つまり、06年教基法は、安倍首相が国家に忠誠を誓う人間像を求め、それを教育の名のもとに強制したいという願望を直裁的に表したものだった。さしずめ、「一旦緩急アレハ義勇公ニ奉シ以テ天壤無窮ノ皇運ヲ扶翼スヘシ」(国家のために勇気をもって身命を捧げ、永遠に続く天皇の勢威を支えよ)とする教育勅語の現代版である。実際、06年教基法は、第一次安倍政権の数少ない「成果」として極右陣営から絶賛された。たとえば当時の日本会議会長・三好達氏は「正論」(産経新聞社)07年11月号のインタビューで、「(教基法改正は)日本会議の十年の運動の中で最大の成果」と最大級に評価したうえで、「教基法改正は改憲の世論形成のためだ」と明言していた。
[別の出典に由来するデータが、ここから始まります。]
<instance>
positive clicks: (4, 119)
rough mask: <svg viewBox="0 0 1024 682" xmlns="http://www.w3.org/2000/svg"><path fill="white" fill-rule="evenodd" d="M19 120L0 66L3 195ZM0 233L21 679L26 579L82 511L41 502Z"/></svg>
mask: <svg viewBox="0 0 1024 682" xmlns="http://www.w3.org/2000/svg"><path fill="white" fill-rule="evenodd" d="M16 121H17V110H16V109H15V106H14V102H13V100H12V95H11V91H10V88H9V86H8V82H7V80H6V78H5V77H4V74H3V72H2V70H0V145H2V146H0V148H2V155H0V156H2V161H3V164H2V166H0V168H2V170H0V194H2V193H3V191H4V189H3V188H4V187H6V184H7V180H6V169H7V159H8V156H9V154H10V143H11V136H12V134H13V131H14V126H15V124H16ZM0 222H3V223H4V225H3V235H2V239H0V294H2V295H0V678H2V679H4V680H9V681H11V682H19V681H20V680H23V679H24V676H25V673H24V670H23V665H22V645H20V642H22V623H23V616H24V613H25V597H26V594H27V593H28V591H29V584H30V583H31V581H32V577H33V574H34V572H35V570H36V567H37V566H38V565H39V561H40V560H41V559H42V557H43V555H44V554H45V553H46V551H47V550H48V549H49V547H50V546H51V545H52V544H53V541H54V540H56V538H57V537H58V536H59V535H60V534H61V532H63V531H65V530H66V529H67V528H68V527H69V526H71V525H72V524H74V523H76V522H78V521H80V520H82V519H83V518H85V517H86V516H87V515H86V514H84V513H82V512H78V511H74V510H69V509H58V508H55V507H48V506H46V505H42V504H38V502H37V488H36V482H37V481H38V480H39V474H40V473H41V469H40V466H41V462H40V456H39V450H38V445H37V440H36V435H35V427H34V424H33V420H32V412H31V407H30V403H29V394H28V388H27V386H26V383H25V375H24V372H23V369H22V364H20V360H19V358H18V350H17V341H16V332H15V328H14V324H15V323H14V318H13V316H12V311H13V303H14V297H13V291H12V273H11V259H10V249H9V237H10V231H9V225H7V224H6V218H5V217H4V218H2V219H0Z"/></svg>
その意味でも、この度森友学園の町浪新理事長が示した「教育勅語の暗唱」等の異常な極右洗脳教育が安倍政権の教育方針を実直に反映したものであるとの認識は、たしかにその通りだとしか言いようがない。声明文で“安倍政権の教育方針”との決別を宣言した森友学園が、今後、具体的にどのような活動を行っていくのかはまだ定かではないが、本サイトが「安倍政権の下で日本が“森友学園化”する」という危険性を繰り返し指摘してきたように、今回の一件で浮き彫りになった極右教育の問題は、やはり、全体の氷山の一角にすぎないのである。
事実、安倍政権は3月31日、教育勅語を学校教育で扱うことに対し、「憲法や教育基本法に反しないような形で教材として用いることまでは否定されない」との答弁書を閣議決定した。これまでにも下村博文元文科相や稲田朋美防衛相、そして安倍首相自身が教育勅語を肯定する発言をしてきたが、今後一層、安倍政権による極右洗脳教育が加速していくということだろう。
先日本サイトでも取り上げた道徳教科書検定で「パン屋」が「和菓子屋」に変更させられた件もそうだが、こうした思想信条の侵犯・洗脳問題は、わたしたちが「これはおかしい」と気がついた頃には、すでに末期段階に突入しているのである。安倍政権が推し進める“戦前のメンタリティ”の醸成に抵抗するためには、いま、この瞬間に声を大にしなければならない。